Question 4 How would you confirm the diagnosis of herpes hepatitis?
Answer Q4

Diagnosis is difficult given the lack of specific findings such as herpetic lesions. Additional challenges come from the lack of rapid diagnostic modalities for HSV. Currently, the major laboratory tests used for diagnosis of HSV are herpes virus serology, liver biopsy, viral culture, antigen detection tests (enzyme immunoassay or immunofluorescence on smears), and nucleic acid detection with polymerase chain reaction. Viral cultures are extremely sensitive and can be used as a screening tool but are very poorly specific and not readily available. Viral PCR testing may be useful but is often not rapidly available. Although not always possible due to coagulopathy, the gold standard for diagnosis is liver biopsy. In addition, laboratory investigations often show leukopenia, thrombocytopenia, and coagulopathy. Renal failure is not uncommon in these patients. Disseminated intravascular coagulopathy is frequently reported, and encephalopathy is a late sign of the disease. Ninety per cent of patients with HSV hepatitis have a characteristic liver profile, known as “anicteric hepatitis”. There may be a marked elevation of AST greater than ALT.

Question 5 What is the treatment of herpes hepatitis?
Answer to Q5

A recent analysis of 137 patients suggested that treatment with acyclovir, if instituted early, may reverse disease and avoid the need for liver transplantation. In treated patients, the mean time from overt symptoms to treatment with acyclovir was 4.2±1.8 days. There was a delay in the initiation of treatment (mean 4.7 vs. 3.5 days, p=0.03) in patients who died or required liver transplantation as compared to patients who survived.
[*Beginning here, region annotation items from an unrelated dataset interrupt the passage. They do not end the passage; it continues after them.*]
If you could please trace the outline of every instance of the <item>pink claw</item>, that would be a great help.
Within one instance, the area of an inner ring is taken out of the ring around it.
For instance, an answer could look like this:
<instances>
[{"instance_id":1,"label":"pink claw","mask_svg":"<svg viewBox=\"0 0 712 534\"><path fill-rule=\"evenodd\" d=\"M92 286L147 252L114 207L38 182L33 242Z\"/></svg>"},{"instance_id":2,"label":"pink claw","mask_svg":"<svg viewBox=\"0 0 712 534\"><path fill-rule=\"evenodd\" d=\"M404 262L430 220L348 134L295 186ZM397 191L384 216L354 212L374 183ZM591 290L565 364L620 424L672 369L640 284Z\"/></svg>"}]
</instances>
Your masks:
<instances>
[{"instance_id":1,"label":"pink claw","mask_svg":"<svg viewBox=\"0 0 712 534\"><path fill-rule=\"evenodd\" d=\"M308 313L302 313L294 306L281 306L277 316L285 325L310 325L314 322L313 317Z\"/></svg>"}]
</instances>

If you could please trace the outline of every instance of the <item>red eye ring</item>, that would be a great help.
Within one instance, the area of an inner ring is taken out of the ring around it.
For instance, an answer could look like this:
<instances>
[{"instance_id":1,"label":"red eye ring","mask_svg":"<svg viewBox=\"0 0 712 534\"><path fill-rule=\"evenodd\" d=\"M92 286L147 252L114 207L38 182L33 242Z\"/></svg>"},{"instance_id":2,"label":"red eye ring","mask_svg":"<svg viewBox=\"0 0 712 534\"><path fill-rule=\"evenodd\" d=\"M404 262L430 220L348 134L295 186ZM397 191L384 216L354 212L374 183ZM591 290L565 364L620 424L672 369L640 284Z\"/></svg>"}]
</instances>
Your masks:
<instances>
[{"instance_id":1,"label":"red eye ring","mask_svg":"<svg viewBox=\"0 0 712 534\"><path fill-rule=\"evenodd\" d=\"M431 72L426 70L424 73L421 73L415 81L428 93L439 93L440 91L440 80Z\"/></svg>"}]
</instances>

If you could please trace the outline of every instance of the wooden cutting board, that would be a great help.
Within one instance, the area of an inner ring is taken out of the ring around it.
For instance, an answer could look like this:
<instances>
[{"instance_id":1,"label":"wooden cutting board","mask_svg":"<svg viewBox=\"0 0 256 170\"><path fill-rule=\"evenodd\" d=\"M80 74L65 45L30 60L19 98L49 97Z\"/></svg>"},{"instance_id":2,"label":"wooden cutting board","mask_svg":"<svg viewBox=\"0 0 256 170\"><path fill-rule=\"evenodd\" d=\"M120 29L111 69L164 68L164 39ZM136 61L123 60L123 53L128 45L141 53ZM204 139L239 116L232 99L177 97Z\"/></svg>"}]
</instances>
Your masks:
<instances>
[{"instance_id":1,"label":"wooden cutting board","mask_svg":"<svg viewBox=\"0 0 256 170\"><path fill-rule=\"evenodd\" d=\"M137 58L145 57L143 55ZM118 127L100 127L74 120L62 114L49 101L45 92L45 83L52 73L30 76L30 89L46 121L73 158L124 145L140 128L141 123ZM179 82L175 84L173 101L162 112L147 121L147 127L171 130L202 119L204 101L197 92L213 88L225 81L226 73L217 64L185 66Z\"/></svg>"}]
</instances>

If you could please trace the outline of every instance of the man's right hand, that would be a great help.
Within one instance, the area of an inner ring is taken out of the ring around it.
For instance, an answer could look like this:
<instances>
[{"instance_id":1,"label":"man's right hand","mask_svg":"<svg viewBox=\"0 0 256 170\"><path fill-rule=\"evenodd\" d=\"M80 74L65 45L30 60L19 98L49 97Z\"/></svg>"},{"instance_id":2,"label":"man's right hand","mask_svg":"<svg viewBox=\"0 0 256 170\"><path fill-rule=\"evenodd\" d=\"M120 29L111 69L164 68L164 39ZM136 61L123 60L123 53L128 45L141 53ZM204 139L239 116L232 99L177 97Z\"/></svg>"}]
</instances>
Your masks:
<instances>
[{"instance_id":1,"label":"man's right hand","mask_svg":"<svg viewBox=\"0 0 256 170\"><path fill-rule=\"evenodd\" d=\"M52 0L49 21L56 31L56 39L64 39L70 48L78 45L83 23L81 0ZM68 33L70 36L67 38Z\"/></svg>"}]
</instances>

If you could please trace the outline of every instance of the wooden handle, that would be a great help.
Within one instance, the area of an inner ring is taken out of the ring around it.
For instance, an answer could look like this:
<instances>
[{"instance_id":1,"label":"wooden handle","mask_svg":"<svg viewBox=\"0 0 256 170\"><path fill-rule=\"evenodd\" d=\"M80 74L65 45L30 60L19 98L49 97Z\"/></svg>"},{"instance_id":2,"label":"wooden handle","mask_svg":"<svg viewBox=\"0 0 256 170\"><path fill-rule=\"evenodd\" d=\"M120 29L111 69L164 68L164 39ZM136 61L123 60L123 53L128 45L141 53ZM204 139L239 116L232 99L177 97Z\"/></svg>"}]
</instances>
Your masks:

Acyclovir is classified as a category B drug in pregnancy with no fetal risk demonstrated in animal or human studies. In addition, acyclovir is easy to administer and has few side effects. The question of the safety of acyclovir in pregnancy has been reinforced in multiple studies where the rates of birth defects (2.6%) were not different from the expected rate (3.2%) in the general population. Future studies to evaluate the cost effectiveness of empirical treatment and outcome should be investigated. A 5–7-day course of intravenous acyclovir is currently recommended for most herpes simplex infections, unless HSV encephalitis is diagnosed in which treatment should be extended to 21 days.